Oh Teela you poor thing, I really hope that the next blood test shows good news but the waiting and incertainty must be hard. Sending you a big    

bingbong x


----------



## some1 (May 13, 2006)

Teela - yes I remember you!  I know it is a bit up in the air at the moment but congratulations on getting a bfp.  You must be feeling all over the place at the moment   , keeping everything crossed that your HCG continues to rise   .  Most people never have an HCG test so it is impossible to know how many people who get a 'natural' bfp start out with levels similar to yours.  I have heard that frosties take longer to implant and get going, hoping that is what has happened with you, and your little embryo(s) start pumping out the hormones and give you some reassurance.  Next Mon seems like a long time to wait for another blood test considering your first one was 6 days before that, hope the days go quick and you get some good news on Mon.  Sending you loads of      and      for the next few days   

Some1
xx


----------



## acrazywench (Jul 26, 2009)

Hi Teela, 

Sending you lots of      for your blood test tomorrow.

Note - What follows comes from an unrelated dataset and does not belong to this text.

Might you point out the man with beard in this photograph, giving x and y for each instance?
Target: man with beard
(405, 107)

I hope your HCG levels have risen and tomorrow we can send you lots of congratulations on your bfp. 

Take care.

x


----------



## Teela (Jun 7, 2009)

Thank you Lou-ann, BB, Some1 and Crazy all of whom I remember from my previous time on here.
Congrats to Crazy and Some1 on your Bumps I am really pleased for you both.

I really appreciate your responses hopefully I will report good news but although still no AF I have a feeling
its not meant to be this time again!!

Thanks anyway

Teela
x


----------



## some1 (May 13, 2006)

Teela - thanks for the congratulations - will be sending you so much      tomorrow, keeping everything crossed for you!

Some1

xx


----------



## greatgazza (May 27, 2010)

Hi Teela

thank you for your post and wishes on the other thread.  I really hope you get some good news with your blood test tomorrow, this wait must have been excruciating.  Have you been doing hpt's in the meantime or have you managed to stay away from them?  I don't think my gp will do a HCG and as you know i am a bit worried about my bleeding and thinking it might not be good news so i might see if i can push her on it but she'll probably say what's the point in her very blunt, unsympathetic way.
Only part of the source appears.